Now, he continued, “voter purges” – like voter ID laws in 30 states – aim to keep dissidents away from the ballot box while corporate powers play politics: Since the Supreme Court granted corporations legal personhood in the controversial 2010 Citizens United ruling, “a tsunami of corporate money has poured into the political process.”

The Koch Brothers, he said, are spending $290 million this year alone on campaign contributions, “not because they love our country,” but because “they want profits”: “The best way for them to get profits in these days is to use our campaign finance system as a system of legalized bribery to get their hooks in public officials and then use that public official to… give them a competitive edge.

“We gotta get the money out of politics and the people back in,” he said to applause.

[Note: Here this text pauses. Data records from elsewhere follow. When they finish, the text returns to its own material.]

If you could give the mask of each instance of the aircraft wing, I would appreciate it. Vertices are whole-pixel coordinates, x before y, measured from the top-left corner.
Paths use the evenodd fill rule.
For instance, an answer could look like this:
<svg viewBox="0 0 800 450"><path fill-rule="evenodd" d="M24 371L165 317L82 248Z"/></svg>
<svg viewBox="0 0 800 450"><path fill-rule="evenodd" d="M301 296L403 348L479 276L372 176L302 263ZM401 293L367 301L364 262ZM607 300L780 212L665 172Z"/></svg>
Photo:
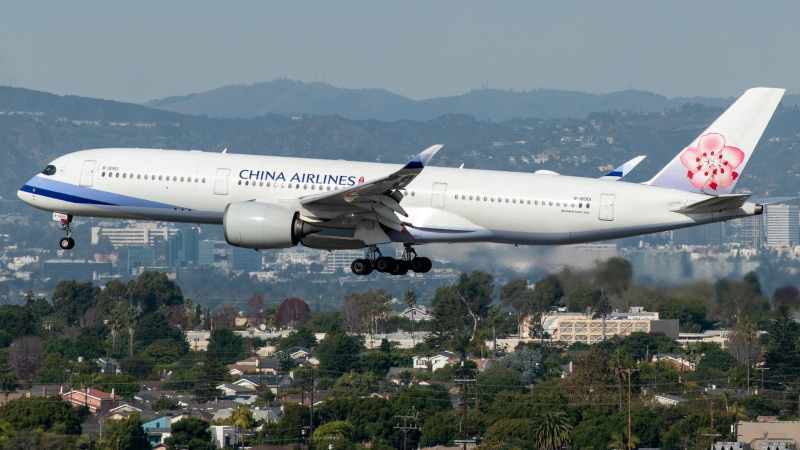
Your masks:
<svg viewBox="0 0 800 450"><path fill-rule="evenodd" d="M642 160L645 157L646 157L645 155L637 156L636 158L633 158L632 160L630 160L630 161L626 162L625 164L617 167L616 169L612 170L611 172L608 172L607 174L603 175L602 177L600 177L600 179L601 180L609 180L609 181L617 181L620 178L622 178L625 175L627 175L631 170L633 170L634 167L639 165L639 163L642 162Z"/></svg>
<svg viewBox="0 0 800 450"><path fill-rule="evenodd" d="M372 219L393 230L404 231L402 222L395 215L397 213L408 217L408 213L400 206L403 199L400 190L422 172L440 148L442 145L428 147L392 174L345 189L302 197L299 203L305 210L323 220L341 216Z"/></svg>

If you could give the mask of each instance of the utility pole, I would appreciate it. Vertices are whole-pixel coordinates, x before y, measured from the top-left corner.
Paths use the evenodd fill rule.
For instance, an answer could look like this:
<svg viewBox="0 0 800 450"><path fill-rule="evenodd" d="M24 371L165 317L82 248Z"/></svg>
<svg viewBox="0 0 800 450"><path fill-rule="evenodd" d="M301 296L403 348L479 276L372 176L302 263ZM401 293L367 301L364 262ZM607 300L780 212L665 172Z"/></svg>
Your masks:
<svg viewBox="0 0 800 450"><path fill-rule="evenodd" d="M411 412L413 412L413 411L414 411L414 407L412 406L411 407ZM419 427L417 427L416 425L414 425L413 427L408 426L408 420L409 419L416 420L417 415L416 414L407 414L407 415L404 415L404 416L395 416L395 417L403 419L403 426L401 427L400 424L397 424L397 426L395 428L398 429L398 430L403 430L403 450L408 450L408 431L409 430L418 430L419 429Z"/></svg>
<svg viewBox="0 0 800 450"><path fill-rule="evenodd" d="M765 370L769 370L769 367L764 367L764 366L756 367L756 370L761 371L761 391L763 392L764 391L764 371Z"/></svg>
<svg viewBox="0 0 800 450"><path fill-rule="evenodd" d="M275 384L278 384L278 374L275 374ZM308 448L314 445L314 368L311 368L311 417L308 419Z"/></svg>
<svg viewBox="0 0 800 450"><path fill-rule="evenodd" d="M471 440L467 439L467 383L474 383L475 380L474 379L462 378L462 379L455 379L453 381L455 381L456 383L458 383L458 382L462 383L461 384L461 403L462 403L462 405L464 405L464 415L463 415L463 418L462 418L462 430L461 430L462 431L462 433L461 433L462 434L462 440L460 440L460 441L457 440L457 441L455 441L455 443L456 443L456 445L463 444L464 445L463 450L467 450L467 444L468 443L470 443L470 444L474 443L474 441L471 441ZM477 397L476 397L475 401L477 402Z"/></svg>
<svg viewBox="0 0 800 450"><path fill-rule="evenodd" d="M628 367L623 371L628 374L628 450L633 449L633 435L631 434L631 374L638 370L639 369L634 369L633 367Z"/></svg>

Why Tuesday? plans to celebrate the passing of the proposed Vote 2.0 Act, the stated purpose of which is “to ensure that the right to vote is universally enjoyed by all those eligible,” on August 6th, 2015, the 50th anniversary of the Voting Rights Act.

“If Congress can’t get its act together, we’re gonna get its act together for it,” said Wachtel, rousing the audience to chant “Hands up, don’t shoot” in a speculative nod to how more political participation in Ferguson, Missouri, could maybe have elected a different mayor and sheriff, creating a police force more representative of the neighborhood.

From there, the Roots took the event home, kicking off their set with John Legend collaboration “The Fire,” a track Questlove had previously called their “modern-day Rocky-like sports anthem.” Led Zeppelin’s “Immigrant Song” followed, and 40 minutes later they closed the event with fan favorite, “The Seed (2.0).”